Minimizing Cold Starts with Provisioned Concurrency
This lab references the code in the aws-connectedcar-dotnet-serverless repository. If you're new to this course, see the introduction for information about setting up your workstation and getting the sample code.
One of the solutions that AWS provides for the cold start problem is what it calls “provisioned concurrency”. With this feature you can deploy a specified number of pre-provisioned and pre-initialized instances for your Lambdas. Let’s see how this feature performs for the .Net version of the sample code.
Updating the Lambda Code & Configuration
Step 1: Add the ProvisionedConcurrencyConfig property to the GetDealers resource
To specify the number of instances you want pre-provisioned, you simply add the elements shown below to your target Lambda resource. For our test here, you can set the ProvisionedConcurrentExecutions to a value of one:
ProvisionedConcurrencyConfig:
ProvisionedConcurrentExecutions: 1
You can add these elements to the bottom of the GetDealers Lambda resource in the admin.yaml template, as shown below:
Step 2: Add a service call to DynamoDB in the Lambda default constructor
With the provisioned concurrency feature, Lambdas are not only provisioned but also initialized when they’re deployed. You therefore want to add a service call to a static initializer or the default constructor so that all the profiling, JIT compilation, and DynamoDB client initialization happens at this stage. As we saw in the previous lab, the initialization step can take as much time, if not more, than the provisioning step.

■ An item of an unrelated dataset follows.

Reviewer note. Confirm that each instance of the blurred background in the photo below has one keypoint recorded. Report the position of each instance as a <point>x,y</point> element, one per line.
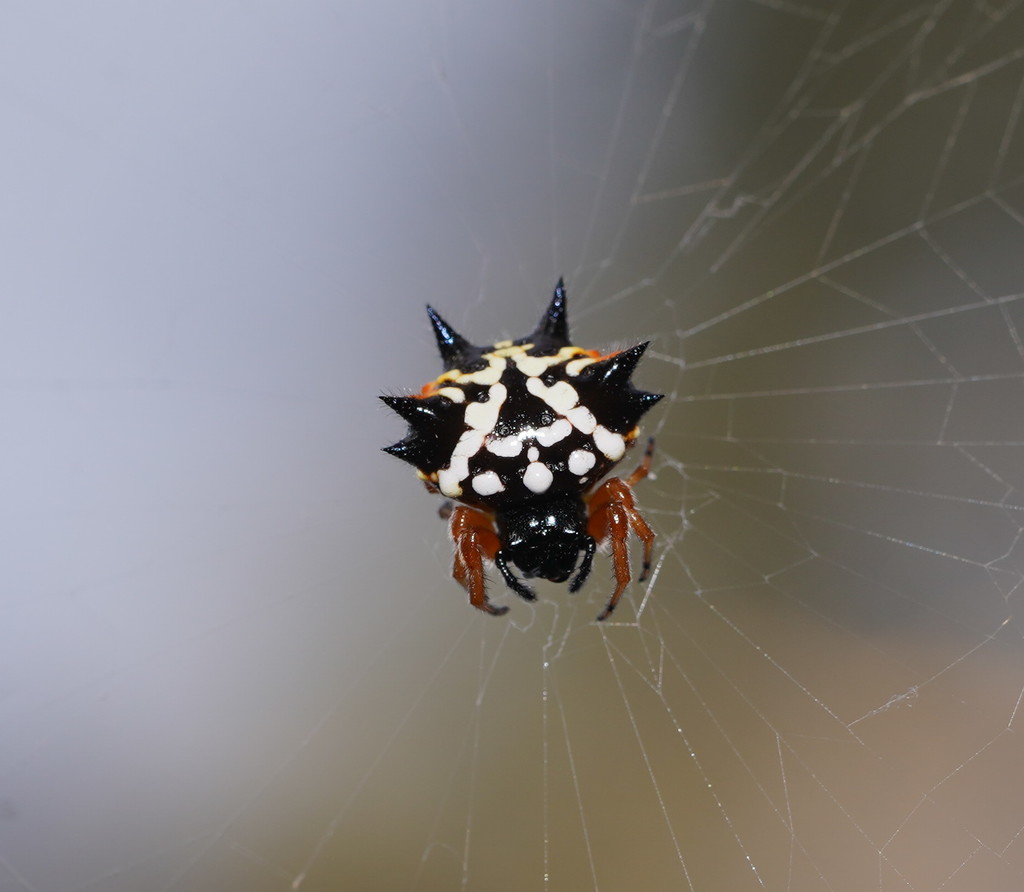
<point>231,655</point>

So, to make this happen add the call to the dealer service in the default constructor, as shown below on lines 16-18 of the AdminFunctions.cs class:
Step 3: Deploy the code and configuration updates
With these code and configuration updates in place, run the deploy.zsh script again. Once deployed, you should see the updated value under “Provisioned concurrency” column, associated with the alias, in the console as shown below:
Testing the Lambda with Provisioned Concurrency
Step 4: Send two requests for the Get Dealers Lambda in Postman
As you did in the previous lab, send two consecutive “Get Dealers” requests from Postman. As you can see below, the cold start duration measured in Postman is now down to less than 400ms:
As you would expect, the second request is in line with warm requests seen previously:
Step 5: Review the X-Ray traces for the two Get Dealers requests
Open the trace for the first request. As you can see, there’s still a slight delay compared to a fully warmed up Lambda, which may be the result of a first JIT compile pass versus subsequent passes, or operation-specific caching of DynamoDB metadata:
The second request matches up with previously seen warm requests:
Summarizing the Results
The good news with this feature is that it nearly eliminates cold starts for the configured Lambdas. The bad news is that this is made possible only by provisioning capacity, the avoidance of which is one of the benefits of going serverless. As this is written, the cost for provisioned concurrency is about half as much for duration, compared to un-provisioned Lambdas, but then costs about $10 per GB-month in addition. This extra cost would add up if applied for multiple concurrencies across a large number of multi-GB-sized Lambdas.
Of course, you can still stand up nearly free low-volume environments using Lambdas, and then tactically apply this feature only where needed for production. We should note as well that this feature doesn’t have any auto-scaling or scheduling capabilities. So you have to specify a fixed number of concurrent requests you want provisioned, and make this work for all times and conditions.